Hace unas semanas se festejó el Día del Libro. Que no debería ser cosa de un día al año, sino del diario. Pero le asignamos una fecha porque parece que de pronto se nos olvida lo importante que son los libros. Y aquí hablamos de dos vertientes: el libro como objeto y la lectura propiamente.
Se dice que hoy ya nadie lee. Eso no es cierto. Yo mismo lo creí, pero me doy cuenta que tal no es el caso. Se lee, sí, pero no lo que se debería ni con la frecuencia recomendada. Y esto siempre se ha dado, no es cosa de ahorita. Luego hay otro tema: el de si el “libro” electrónico es tan válido como el impreso; ya había tocado yo ese punto en otro artículo, y dije que no: el libro electrónico no existe, no es tal. Pero dejemos esa disertación, estéril, para otro momento. Hoy quiero ocuparme tanto de los libros como de lo que se supone que uno debe hacer con ellos. Y mi invitado de hoy para hablar del tema es Roberto Calasso, que por cierto, murió hace menos de un año. Mire lo que dice sobre ellos:
“El libro, como la cuchara, pertenece a esa clase de objetos que son inventados de una vez para siempre”.
En efecto, no hay manera de hacerlo mejor. Podrá tener variantes, tanto físicas como estéticas, pero la forma y función básicas permanecerán las mismas para siempre. Esto quiere decir que el libro, por su solo diseño, garantiza su existencia eterna.
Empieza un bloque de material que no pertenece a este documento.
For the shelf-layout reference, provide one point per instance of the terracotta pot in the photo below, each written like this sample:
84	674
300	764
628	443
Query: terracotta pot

Por más que las personas se empeñen en no leer, el libro ejercerá siempre una influencia subrepticia, mágica, incontrolable e irremediable por abrirlos y leerlos, aunque sea en partes o de manera desordenada. Tal es el poder de semejante objeto.
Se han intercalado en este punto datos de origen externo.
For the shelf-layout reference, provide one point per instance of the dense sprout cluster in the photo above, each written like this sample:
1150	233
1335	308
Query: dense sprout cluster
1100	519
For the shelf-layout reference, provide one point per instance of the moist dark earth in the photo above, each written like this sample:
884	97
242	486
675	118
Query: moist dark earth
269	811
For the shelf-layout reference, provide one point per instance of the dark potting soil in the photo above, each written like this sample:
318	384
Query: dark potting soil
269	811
Pasemos ahora al tema del contenido. Alguien me dijo una vez que no había que fijarse en la calidad de la lectura siempre y cuando la gente leyera. Se argumentó después, de manera improvisada, que tal hábito traería como consecuencia la lectura de textos más elaborados o trascendentes. No estoy de acuerdo con lo primero y lo segundo es una falacia. Si bien hay lecturas para todos, no todos deberían leer cualquier cosa. Si aficionamos a los niños y jóvenes a leer los clásicos, cuando alcancen la edad adulta tendrán una arquitectura mental mucho más compleja y completa que si perdieron sus años tempranos leyendo pendejadas o libros vacíos y mediocres. Creo que la fórmula que propongo ni es nueva ni se puede rebatir. Y en cuanto a la falacia de que la gente leería cosas valiosas si comienza a leer basura, pregunto entonces lo siguiente: ¿Y qué pasaría si, en lugar de esa literatura chatarra, comienzan a leer textos clásicos? Exacto: en principio no es necesario ponerlos a leer mugrero.
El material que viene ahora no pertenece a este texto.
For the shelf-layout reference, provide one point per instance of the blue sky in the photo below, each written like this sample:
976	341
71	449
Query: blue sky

Por favor, es obvio. Sí: uno debe leer cosas malas para saber por qué son malas, pero eso es muy distinto a promover tales lecturas bajo la premisa de que de ahí pasará uno a cosas mejores. Nunca.
Los libros son objetos valiosos. Umberto Eco, y Calasso también, eran coleccionistas de libros. Reconocieron el valor del objeto por encima de sí mismo y como portador de una cierta magia, de una energía capaz de modificar la realidad circundante. Quien lo niegue es un necio. Porque los libros, como objetos, no como depósitos de información, son talismanes. Y cuando uno combina esa potencia con la de su contenido, es decir, con la energía que se genera al abrirlo, experimentar una sensación física y luego crear desarrollos abstractos a medida que se lee, entonces tenemos ante nosotros un fenómeno poderosísimo que cambia, de hecho, las cosas, nos demos cuenta o no, y en mayor o menor medida e intensidad.
Entonces hay que leer textos valiosos, evitar el mugrero que abunda y darle su sobada a los libros cada tanto, para mantenerlos energizados y contentos. Recuerde que con la lectura gozamos, aprendemos y somos libres.